FantasiaTerrorMistério - (2017)

Realizador: Adam Wingard

Elenco: Nat Wolff, Willem Dafoe, Keith Stanfield

 

Sinopse: Light Turner encontra um bloco de notas sobrenatural e usa-o para matar, atraindo assim a atenção de um detetive, de um demónio e de uma colega da sua turma.

 

Critica: Interessante sem no entanto ser brilhante. Para mais estou em crer que para se apreciar estre “Death Note” versão norte-americana é estritamente necessário que se tenha visto o anime do dito que serve de base a esta produção de Adam Wingard.

 

Adam Wingard criou um filme ao qual lhe vão seguir umas quantas sequelas.
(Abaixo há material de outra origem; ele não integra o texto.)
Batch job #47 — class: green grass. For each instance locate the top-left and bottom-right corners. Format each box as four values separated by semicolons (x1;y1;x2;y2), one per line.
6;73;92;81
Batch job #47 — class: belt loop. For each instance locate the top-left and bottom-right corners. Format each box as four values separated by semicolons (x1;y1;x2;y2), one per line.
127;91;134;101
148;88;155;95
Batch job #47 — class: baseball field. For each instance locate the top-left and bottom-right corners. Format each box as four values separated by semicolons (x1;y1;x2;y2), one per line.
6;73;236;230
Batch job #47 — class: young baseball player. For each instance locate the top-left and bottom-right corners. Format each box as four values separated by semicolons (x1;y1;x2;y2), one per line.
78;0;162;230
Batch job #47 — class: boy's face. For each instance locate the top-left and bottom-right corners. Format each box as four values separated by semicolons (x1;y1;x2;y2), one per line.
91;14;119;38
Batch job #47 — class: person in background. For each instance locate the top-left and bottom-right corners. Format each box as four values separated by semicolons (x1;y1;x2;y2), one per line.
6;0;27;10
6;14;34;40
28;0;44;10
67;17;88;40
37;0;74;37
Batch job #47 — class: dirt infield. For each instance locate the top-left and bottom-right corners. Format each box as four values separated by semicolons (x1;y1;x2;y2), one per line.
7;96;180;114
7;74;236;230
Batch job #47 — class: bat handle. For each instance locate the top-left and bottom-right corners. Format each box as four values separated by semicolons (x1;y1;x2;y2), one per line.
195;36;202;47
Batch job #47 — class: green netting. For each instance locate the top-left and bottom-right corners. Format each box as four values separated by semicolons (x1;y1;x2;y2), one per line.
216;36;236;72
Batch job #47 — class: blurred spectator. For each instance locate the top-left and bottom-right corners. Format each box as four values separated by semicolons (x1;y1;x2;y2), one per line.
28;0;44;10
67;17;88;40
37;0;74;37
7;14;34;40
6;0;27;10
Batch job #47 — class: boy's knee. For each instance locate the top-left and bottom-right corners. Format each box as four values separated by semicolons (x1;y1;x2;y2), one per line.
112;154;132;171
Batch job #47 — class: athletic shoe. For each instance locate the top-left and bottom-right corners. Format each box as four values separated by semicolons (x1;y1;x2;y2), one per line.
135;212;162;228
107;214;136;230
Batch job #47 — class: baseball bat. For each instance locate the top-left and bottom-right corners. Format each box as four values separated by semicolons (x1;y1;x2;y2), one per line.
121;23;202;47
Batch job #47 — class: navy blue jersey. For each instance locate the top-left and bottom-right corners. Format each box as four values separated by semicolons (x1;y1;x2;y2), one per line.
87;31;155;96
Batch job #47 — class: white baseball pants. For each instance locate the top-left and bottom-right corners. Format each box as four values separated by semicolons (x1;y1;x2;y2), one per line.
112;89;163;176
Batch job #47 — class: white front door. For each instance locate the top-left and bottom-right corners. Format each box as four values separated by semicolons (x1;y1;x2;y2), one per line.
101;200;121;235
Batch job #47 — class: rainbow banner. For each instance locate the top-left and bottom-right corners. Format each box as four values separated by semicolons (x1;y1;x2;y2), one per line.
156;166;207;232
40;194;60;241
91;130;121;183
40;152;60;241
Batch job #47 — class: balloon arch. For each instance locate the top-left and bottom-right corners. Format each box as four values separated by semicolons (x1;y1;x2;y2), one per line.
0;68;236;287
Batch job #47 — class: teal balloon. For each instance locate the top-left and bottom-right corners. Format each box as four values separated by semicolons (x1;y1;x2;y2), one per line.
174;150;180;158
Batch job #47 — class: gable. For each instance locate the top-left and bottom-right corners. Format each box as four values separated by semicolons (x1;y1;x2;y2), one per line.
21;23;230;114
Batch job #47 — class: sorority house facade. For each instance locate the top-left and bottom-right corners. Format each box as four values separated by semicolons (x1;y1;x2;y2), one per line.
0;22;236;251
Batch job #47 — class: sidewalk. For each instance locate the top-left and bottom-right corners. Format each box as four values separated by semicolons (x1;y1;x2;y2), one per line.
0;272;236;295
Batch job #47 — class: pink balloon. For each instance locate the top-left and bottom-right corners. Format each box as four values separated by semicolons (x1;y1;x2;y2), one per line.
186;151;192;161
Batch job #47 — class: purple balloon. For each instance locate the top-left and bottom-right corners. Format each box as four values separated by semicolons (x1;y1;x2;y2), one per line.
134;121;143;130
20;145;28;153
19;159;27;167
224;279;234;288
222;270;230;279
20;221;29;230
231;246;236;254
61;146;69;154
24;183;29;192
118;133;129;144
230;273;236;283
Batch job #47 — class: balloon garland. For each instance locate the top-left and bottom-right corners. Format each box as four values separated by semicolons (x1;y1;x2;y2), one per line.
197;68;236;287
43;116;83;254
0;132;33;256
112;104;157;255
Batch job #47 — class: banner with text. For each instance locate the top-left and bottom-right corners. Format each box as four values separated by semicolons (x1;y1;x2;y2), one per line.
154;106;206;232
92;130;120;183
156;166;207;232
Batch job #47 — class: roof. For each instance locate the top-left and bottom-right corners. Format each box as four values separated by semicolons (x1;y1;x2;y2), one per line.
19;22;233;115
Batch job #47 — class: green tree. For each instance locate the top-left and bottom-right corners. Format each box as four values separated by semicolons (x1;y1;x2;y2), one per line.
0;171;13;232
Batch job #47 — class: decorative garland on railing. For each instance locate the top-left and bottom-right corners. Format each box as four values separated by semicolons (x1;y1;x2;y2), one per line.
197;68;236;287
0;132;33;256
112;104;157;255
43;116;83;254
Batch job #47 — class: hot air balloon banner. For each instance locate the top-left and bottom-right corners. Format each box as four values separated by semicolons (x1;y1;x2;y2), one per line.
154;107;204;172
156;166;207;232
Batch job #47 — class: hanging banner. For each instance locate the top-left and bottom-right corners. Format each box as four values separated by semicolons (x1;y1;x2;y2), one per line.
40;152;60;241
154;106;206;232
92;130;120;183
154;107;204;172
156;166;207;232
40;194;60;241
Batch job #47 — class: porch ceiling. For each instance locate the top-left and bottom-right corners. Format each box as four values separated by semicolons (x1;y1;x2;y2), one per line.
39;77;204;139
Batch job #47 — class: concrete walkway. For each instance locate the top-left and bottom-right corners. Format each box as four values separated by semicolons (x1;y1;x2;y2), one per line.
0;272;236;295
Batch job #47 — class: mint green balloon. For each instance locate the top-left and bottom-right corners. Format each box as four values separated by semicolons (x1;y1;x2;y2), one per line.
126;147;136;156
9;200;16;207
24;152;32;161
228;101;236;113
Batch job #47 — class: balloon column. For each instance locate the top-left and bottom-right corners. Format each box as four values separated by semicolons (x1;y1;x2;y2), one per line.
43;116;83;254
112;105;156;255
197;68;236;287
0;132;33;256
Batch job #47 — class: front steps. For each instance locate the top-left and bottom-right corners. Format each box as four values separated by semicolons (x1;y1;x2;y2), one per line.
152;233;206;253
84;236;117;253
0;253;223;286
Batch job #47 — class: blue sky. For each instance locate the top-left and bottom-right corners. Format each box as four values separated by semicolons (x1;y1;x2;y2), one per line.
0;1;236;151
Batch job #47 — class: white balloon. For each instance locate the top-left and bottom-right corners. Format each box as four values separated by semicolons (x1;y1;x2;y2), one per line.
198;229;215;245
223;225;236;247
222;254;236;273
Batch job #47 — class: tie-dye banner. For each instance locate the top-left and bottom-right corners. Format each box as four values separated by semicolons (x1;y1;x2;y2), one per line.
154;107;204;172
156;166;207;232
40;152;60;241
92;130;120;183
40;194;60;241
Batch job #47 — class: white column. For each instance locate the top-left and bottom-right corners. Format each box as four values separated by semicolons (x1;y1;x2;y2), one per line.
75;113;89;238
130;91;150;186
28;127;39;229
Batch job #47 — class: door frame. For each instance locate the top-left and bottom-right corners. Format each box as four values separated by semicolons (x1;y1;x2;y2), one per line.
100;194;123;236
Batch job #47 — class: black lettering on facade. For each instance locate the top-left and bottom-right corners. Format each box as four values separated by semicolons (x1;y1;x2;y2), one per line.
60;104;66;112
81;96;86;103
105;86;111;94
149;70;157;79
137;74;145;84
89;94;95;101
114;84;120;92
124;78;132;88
Isto porque o Realizador optou por contar a história base do “Death Note” versão anime a uma velocidade atroz. Dito de outra forma; o argumento deste “Caderno da Morte” até que está interessante, cativante e - aqui e acolá – muito bem produzido, contudo este parece estar um tudo ou nada incompleto. Espacialmente na forma como tudo termina pois este vai ter uma série de sequelas que se não forem produzidas (não o serão seguramente) acabarão por estragar o que a saga “Death Note” tem de bom.

 

Relativamente ao elenco, confesso que não fiquei assim muito impressionado com o trabalho no geral de todos os intervenientes. Como conhecedor do anime “Death Note” fiquei um tudo ou nada desiludido com as perfomances de Nat Wolff e Keith Stanfield. Ao primeiro falta-lhe aquele “brilhozinho” que caracteriza o vilão da história e ao outro o seu pecado foi o de ter exagerado na interpretação da sua personagem. Tal terá sucedido por força das instruções do Realizador? Não sei, mas se o foi então bem que Adam Wingard poderia ter sido por outras instruções bem melhores tendo em consideração a base de trabalho que tinha em cima da sua mesa.

 

Nos efeitos especiais a minha crítica vai para o subaproveitamento de uma personagem que tem – e terá sempre – um papel fundamental na história do “Death Note” (seja qual for a sua versão). Pela sua importância na história, Ryuk merecia um papel de destaque muito maior do que aquele que vemos nesta versão do “Death Note”. Vejam o anime e ficarão a perceber porquê razão afirmo tal coisa.

 

A banda sonora também podia - e deveria - estar bem melhor. Filme que quase não tem banda sonora é uma seca. Não fosse o argumento ser razoavelmente bom…

 

Concluindo; “Caderno da Morte” de Adam Wingard tem a minha recomendação não obstante alguns “equívocos” que lhe retiram a boa qualidade que poderia ter.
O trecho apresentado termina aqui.